Also known as	Body Protection Compound 157, pentadecapeptide BPC 157, PL 14736
Class	Synthetic pentadecapeptide derived from a gastric protective protein
Typical route	Subcutaneous injection, intramuscular injection, oral (capsule/liquid), sublingual
Half-life	~15 minutes (rat IV); ~5 minutes (dog IV). Human PK is essentially unpublished.
Molecular weight	1,419.5 Da
Sequence	Gly-Glu-Pro-Pro-Pro-Gly-Lys-Pro-Ala-Asp-Asp-Ala-Gly-Leu-Val (15 amino acids)

What it is

BPC-157 is a synthetic pentadecapeptide — a 15-amino-acid fragment of a larger gastric protective protein originally isolated from human stomach lining. It is unusual among peptides for being orally stable: it survives stomach acid and digestive enzymes, which is why oral and sublingual protocols are viable at all. Most other peptides are destroyed in the gut and must be injected.

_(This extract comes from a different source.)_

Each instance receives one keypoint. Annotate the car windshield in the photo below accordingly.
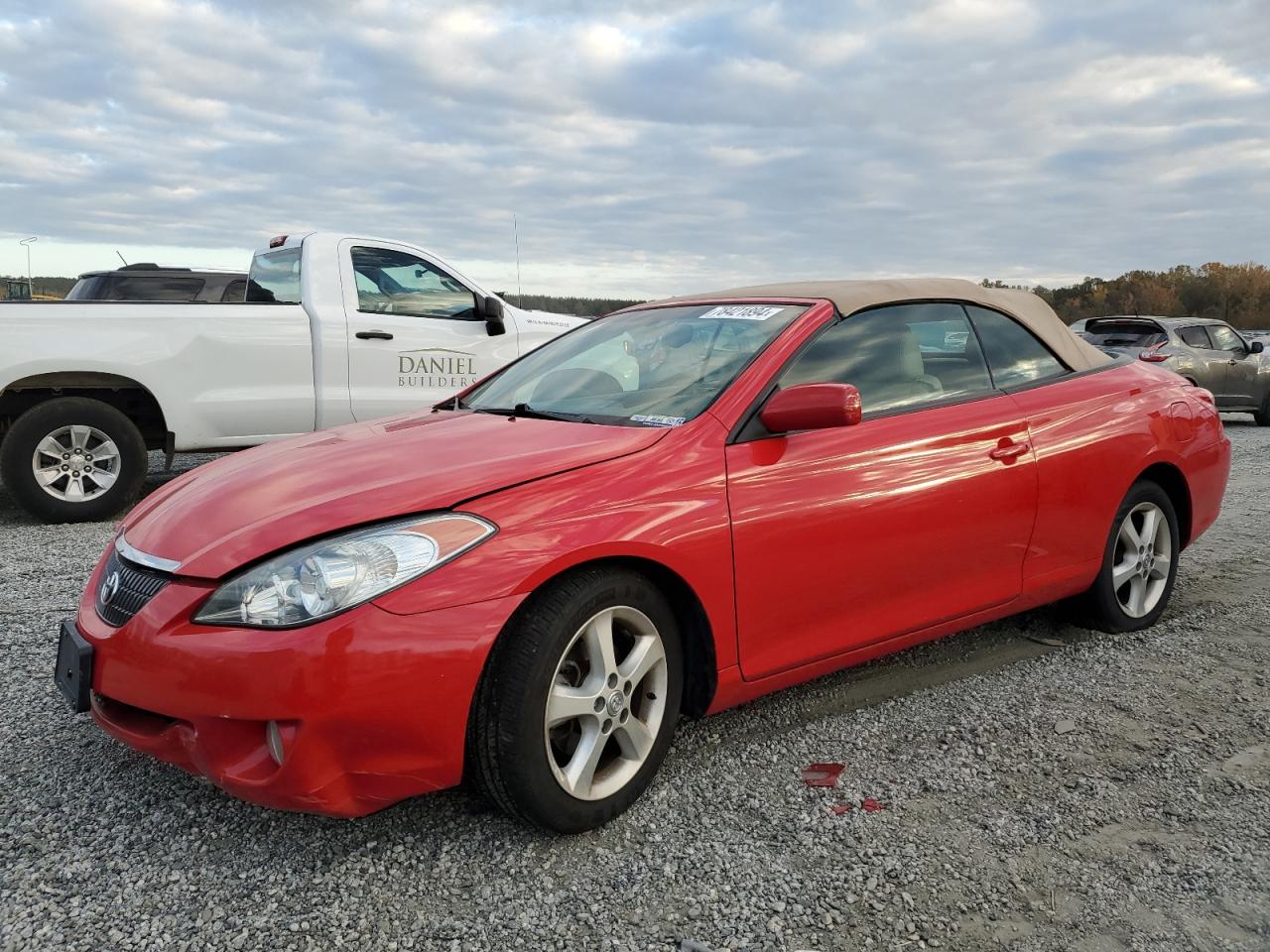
(1124, 334)
(657, 367)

It is marketed and used primarily as a healing and recovery agent — for tendon, ligament, gut, and soft tissue injury. It is not an approved medicine anywhere in the world.

Mechanism

BPC-157 appears to work primarily through promoting angiogenesis (new blood vessel formation) in injured tissue. The best-characterised pathway is activation of vascular endothelial growth factor receptor 2 (VEGFR2), which in turn activates the Akt–endothelial nitric oxide synthase (eNOS) axis to produce nitric oxide. A second, VEGF-independent pathway via Src–caveolin-1–eNOS has also been identified.1 2

The 2025 Sikirić commentary emphasises that BPC-157’s nitric-oxide effects appear self-limiting — increases or decreases in NO are paired with free-radical counter-regulation, which the authors argue distinguishes it from exogenous VEGF administration (which can trigger pathological vessel formation).2 This is a mechanistic argument from the peptide’s primary research group; independent confirmation in humans is limited.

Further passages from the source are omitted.